Since childhood I’ve had a fondness for the work of Rod Serling. I loved staying up late at night to watch The Twilight Zone, loved being transported to that eternal black and white realm of anticipated resonance and crafted imagination. Remember this?
You unlock this door with the key of imagination. Beyond it is another dimension – a dimension of sound, a dimension of sight, a dimension of mind. You’re moving into a land of both shadow and substance, of things and ideas. You’ve just crossed over into the Twilight Zone.
Serling himself is an intriguing character. I’ve wanted for many years to read or see his acclaimed drama, Patterns. Why? Here is what Wikipedia has to say about it:
Patterns was the first major breakthrough of Rod Serling when the live television drama received critical acclaim as the January 12, 1955 installment of the anthology series Kraft Television Theatre.
Directed by Fielder Cook, the intense big-business drama starred Richard Kiley as up-and-coming vice-president Fred Staples. Ruthless corporate boss Walter Ramsey (Everett Sloane) attempts to edge out aging employee Andy Sloane (Ed Begley) to make room for newcomer Staples. Ramsey uses every opportunity to humiliate the fragile Sloane, while Staples sees Sloane as a professional who makes valuable contributions to the firm.
Serling’s celebrated script tore apart the dynamics of the business world and earned Serling his first of his six Emmys for dramatic writing. There was a rave review from Jack Gould of The New York Times who suggested it be repeated:
Nothing in months has excited the television industry as much as the Kraft Television Theatre’s production of Patterns, an original play by Rod Serling. The enthusiasm is justified. In writing, acting and direction, Patterns will stand as one of the high points in the TV medium’s evolution. Patterns is a play with one point of view toward the fiercely competitive world of big business and is bound to be compared with the current motion picture Executive Suite. By comparison, Executive Suite might be Babes in Toyland without a score. For sheer power of narrative, forcefulness of characterization and brilliant climax, Mr. Serling’s work is a creative triumph that can stand on its own. In one of those inspired moments that make the theater the wonder that it is, Patterns was an evening that belonged to the many, not only to Mr. Serling. The performances of Everett Sloane, Ed Begley and Richard Kiley were truly superb. The production and direction of Fielder Cook constituted a fluid use of video’s artistic tools that underscore how little the TV artistic horizons really have been explored. Patterns was seen from 9 to 10pm Wednesday over the National Broadcasting Company’s network; a repeat performance at an early date should be mandatory.

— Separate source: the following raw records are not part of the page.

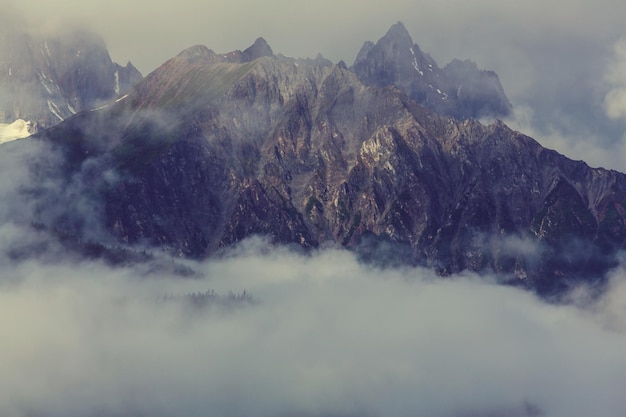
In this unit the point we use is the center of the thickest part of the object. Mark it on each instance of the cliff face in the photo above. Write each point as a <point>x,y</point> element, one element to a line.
<point>46,79</point>
<point>210,149</point>
<point>460,89</point>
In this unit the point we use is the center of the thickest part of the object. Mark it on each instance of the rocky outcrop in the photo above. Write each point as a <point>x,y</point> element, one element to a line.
<point>460,89</point>
<point>46,79</point>
<point>205,152</point>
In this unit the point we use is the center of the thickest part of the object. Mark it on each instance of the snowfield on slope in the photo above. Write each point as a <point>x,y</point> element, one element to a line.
<point>19,129</point>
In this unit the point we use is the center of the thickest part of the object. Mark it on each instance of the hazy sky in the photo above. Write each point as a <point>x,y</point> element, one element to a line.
<point>559,63</point>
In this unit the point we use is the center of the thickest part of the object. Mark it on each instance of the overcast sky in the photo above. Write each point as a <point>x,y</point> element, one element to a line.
<point>559,63</point>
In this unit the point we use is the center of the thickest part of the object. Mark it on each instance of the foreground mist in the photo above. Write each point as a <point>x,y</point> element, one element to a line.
<point>319,335</point>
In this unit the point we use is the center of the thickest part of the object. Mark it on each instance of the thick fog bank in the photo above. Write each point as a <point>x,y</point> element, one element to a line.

Gould’s request for a repeat was an unusual suggestion, since in that pre-videotape era, live shows were not repeated. Surprisingly, NBC took Gould’s suggestion seriously and made plans for another production.
Thanks to youtube, I finally got to see what the fuss is about. You can view the drama here, all 58 or so minutes. The video and sound quality are a bit creaky, which is either frustrating or charming according to your tastes. The acting – remember it was broadcast live – is superb. Patterns is as good as I had hoped. I won’t say anything about the adverts/recipes for such delights as a meal made by melting processed cheese into some indiscriminate tinned tomato soup. That’s one meal I will leave solely in the realms of imagination.